Farmers challenge government to form Tea Regulatory Authority

By Bridget Kabahenda

Tea farmers in the Rwenzori region have asked government to come up with a Tea Regulatory Authority to harmonise the operations of the tea industry.

Farmers claim that they are being cheated by the tea factories and processers who claim they cannot handle the excess tea produced. Farmers are consequently forced to sell the excess tea at lower prices to the factories and processers.

The farmers also informed the State Minister for Agriculture Christopher Kibazanga that competition in the industry has compromised the quality of the tea produced.

They said that most farmers are more concerned about fulfilling factory set quotas than the quality of tea that comes from their fields.

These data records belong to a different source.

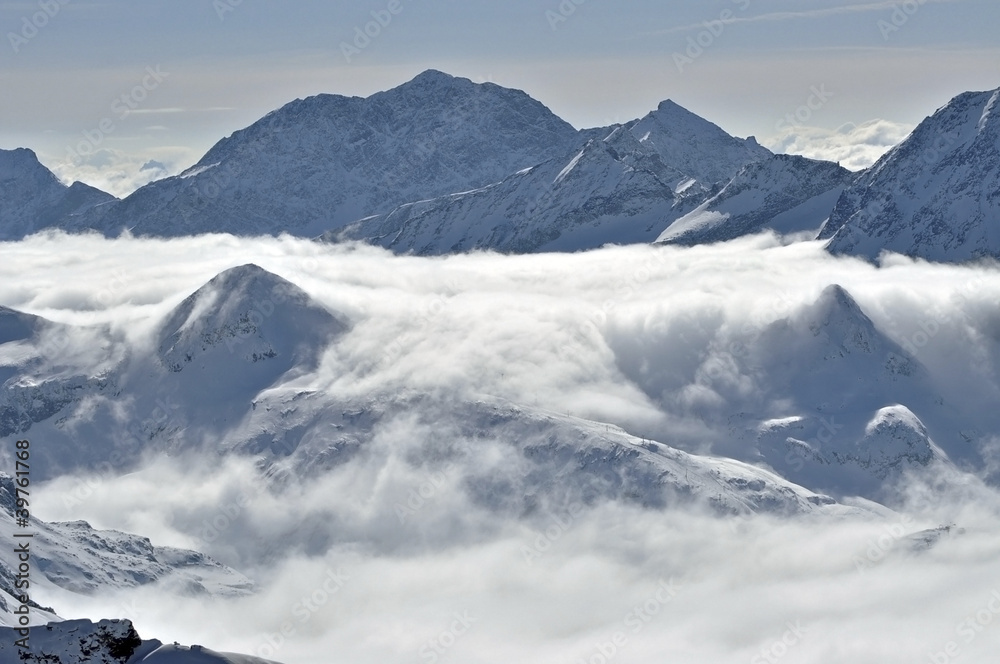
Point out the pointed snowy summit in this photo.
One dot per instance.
(935, 195)
(249, 314)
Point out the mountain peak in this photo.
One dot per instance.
(245, 312)
(933, 196)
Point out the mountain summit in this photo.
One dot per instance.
(32, 198)
(318, 163)
(934, 196)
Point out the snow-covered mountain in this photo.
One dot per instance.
(934, 196)
(32, 198)
(784, 193)
(840, 409)
(612, 190)
(694, 146)
(76, 558)
(242, 332)
(318, 163)
(104, 642)
(620, 187)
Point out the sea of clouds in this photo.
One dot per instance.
(632, 336)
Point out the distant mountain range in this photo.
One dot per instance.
(441, 164)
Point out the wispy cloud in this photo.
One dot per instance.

The zonal agricultural development officer Ali Lule said government needs to intervene more seriously in the sector to help regulate the quality and quantity of tea produced. He produced a national forum to discuss these matters.

Mabale tea  factory board chairman Patrick Siisa said government needs to finally form the a regulatory authority. The attempt to form such an authority has failed to materialise since the act was proposed in 1974.

But the agriculture minister Kibazanga rejected the claim that Ugandan farmers are producing excess tea. He said that Uganda has more than enough factories to process all the tea produced in the country. Currently Uganda has 32 tea processing factories with 6 owned by small holder farmers and 27 by large companies.

Kibazanga instead charged the middle men in the tea industry with cheating farmers by claiming that the tea surplus had been artifically created. The intent being to drive down tea prices to increase profits at the expense of the farmers who grow it.

He said the tea regulatory policy remains in discussion at cabinet level.

Ministry of Agriculture has kicked off the process of geo mapping and profiling all tea farmers’ gardens to identify their production in terms of hectares using the drone system.